If built, the facility would allow the Port of New Orleans to receive more of the larger container ships, which currently can’t fit beneath the Mississippi River bridge. Proponents, especially port and state officials, say that the new container facility is critical if New Orleans wants to be able to compete with other ports in the gulf.
But the port’s project is currently in hot water. Local officials, cultural associations, businesses, and residents have banded together to form a group called Stop the Destruction of St. Bernard, and they’ve filed a lawsuit to stop the terminal facility’s construction.
The group argues the project violates Louisiana’s nuisance laws and poses a threat to public health, quality of life, and the environment. They’re worried it’ll create too much truck traffic and destroy wetlands and other facilities that are critical to ensure proper drainage, which is crucial in an area that was recently devastated by Hurricane Ida — and may likely face future storms.
They also believe there are better alternative sites, such as a proposed development at the Plaquemines Port, an idea that Sandy Sanders supports — he argues that there aren’t any bridges or residents in the area where he would build a container facility.
However, Port Nola officials say that the lawsuit is premature at this stage of the project.

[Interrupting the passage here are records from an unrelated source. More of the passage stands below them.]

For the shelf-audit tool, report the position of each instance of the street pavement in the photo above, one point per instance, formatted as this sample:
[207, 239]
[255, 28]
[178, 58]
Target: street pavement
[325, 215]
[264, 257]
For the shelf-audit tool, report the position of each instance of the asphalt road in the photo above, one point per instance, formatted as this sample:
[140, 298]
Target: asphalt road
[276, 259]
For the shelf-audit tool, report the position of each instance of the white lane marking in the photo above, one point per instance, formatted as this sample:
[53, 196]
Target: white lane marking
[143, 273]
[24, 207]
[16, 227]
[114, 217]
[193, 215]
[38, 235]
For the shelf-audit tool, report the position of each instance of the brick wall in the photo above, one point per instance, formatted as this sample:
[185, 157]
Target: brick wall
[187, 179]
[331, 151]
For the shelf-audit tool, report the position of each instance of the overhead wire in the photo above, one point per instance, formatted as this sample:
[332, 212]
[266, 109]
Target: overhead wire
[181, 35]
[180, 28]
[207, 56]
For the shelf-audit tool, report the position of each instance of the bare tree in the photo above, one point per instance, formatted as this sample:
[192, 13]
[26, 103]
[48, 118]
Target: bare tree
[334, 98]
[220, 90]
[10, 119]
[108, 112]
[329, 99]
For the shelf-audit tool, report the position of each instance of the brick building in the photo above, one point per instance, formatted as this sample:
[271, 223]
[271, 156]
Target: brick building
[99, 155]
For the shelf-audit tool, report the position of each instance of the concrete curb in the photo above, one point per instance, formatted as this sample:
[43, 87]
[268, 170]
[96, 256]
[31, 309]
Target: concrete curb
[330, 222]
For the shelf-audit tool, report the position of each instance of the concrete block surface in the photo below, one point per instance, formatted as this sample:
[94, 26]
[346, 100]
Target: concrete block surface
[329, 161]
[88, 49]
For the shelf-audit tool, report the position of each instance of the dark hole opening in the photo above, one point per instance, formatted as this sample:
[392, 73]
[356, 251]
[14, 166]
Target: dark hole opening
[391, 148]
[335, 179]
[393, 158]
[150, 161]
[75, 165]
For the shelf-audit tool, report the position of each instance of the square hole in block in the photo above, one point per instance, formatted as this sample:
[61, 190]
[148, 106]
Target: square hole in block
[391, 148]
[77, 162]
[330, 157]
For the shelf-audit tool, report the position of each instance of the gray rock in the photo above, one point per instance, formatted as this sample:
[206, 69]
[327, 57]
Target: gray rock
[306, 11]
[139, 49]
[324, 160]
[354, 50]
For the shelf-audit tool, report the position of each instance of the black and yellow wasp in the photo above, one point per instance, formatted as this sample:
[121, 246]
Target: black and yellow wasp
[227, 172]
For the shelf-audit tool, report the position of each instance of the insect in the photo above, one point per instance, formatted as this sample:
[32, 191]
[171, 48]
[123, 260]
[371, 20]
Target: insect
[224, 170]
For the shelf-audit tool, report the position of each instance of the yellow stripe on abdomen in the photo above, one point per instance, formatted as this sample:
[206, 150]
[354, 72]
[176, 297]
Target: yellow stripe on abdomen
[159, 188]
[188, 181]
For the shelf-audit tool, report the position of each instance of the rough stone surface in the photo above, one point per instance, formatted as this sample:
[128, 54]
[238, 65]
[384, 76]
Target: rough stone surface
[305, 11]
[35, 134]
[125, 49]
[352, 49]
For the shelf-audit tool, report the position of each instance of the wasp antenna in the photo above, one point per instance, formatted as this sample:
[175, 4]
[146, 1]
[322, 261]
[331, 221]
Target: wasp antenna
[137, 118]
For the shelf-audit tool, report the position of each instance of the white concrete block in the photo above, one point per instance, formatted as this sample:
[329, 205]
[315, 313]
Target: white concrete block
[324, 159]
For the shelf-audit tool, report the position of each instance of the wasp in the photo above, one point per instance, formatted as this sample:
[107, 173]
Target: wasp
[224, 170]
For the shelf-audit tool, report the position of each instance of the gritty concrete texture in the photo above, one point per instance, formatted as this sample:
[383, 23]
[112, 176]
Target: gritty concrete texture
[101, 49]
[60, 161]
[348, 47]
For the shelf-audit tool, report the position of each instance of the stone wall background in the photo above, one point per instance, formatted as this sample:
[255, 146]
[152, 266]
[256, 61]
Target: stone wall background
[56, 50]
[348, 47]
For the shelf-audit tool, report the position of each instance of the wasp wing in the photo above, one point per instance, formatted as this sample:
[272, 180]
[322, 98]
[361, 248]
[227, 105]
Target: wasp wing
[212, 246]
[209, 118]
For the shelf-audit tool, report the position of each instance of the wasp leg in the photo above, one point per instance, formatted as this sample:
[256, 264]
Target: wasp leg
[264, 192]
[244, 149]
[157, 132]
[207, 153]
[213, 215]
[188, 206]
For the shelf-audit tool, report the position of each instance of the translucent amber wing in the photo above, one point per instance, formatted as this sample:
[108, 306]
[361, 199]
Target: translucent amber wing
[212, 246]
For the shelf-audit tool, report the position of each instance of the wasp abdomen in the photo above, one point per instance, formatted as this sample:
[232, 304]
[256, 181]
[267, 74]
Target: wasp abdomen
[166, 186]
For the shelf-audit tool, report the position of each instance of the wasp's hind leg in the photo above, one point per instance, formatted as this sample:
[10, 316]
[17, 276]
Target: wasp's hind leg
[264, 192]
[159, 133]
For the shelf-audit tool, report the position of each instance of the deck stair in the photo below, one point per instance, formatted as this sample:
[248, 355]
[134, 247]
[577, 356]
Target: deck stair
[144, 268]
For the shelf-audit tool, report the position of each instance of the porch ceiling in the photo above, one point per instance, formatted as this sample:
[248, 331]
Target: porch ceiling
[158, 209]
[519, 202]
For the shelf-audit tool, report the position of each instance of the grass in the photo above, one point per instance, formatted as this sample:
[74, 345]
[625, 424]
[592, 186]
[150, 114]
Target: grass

In a written statement, the port’s head of public affairs, Matthew Gresham, said that any environmental and quality of life concerns will be addressed in the “multi-year federal and state permitting process that is just now beginning.” The port has also pledged to hold additional community meetings to discuss the Violet terminal’s impacts.
At the end of the day, whether it’s in Violet or further downriver at the Plaquemines Port, the prospect of a container ship terminal facility that increases the state’s ability to receive the megaships of the future and satisfies the concerns of the community — a potential win-win — is yet another opportunity for Louisiana’s maritime industry to grow and expand.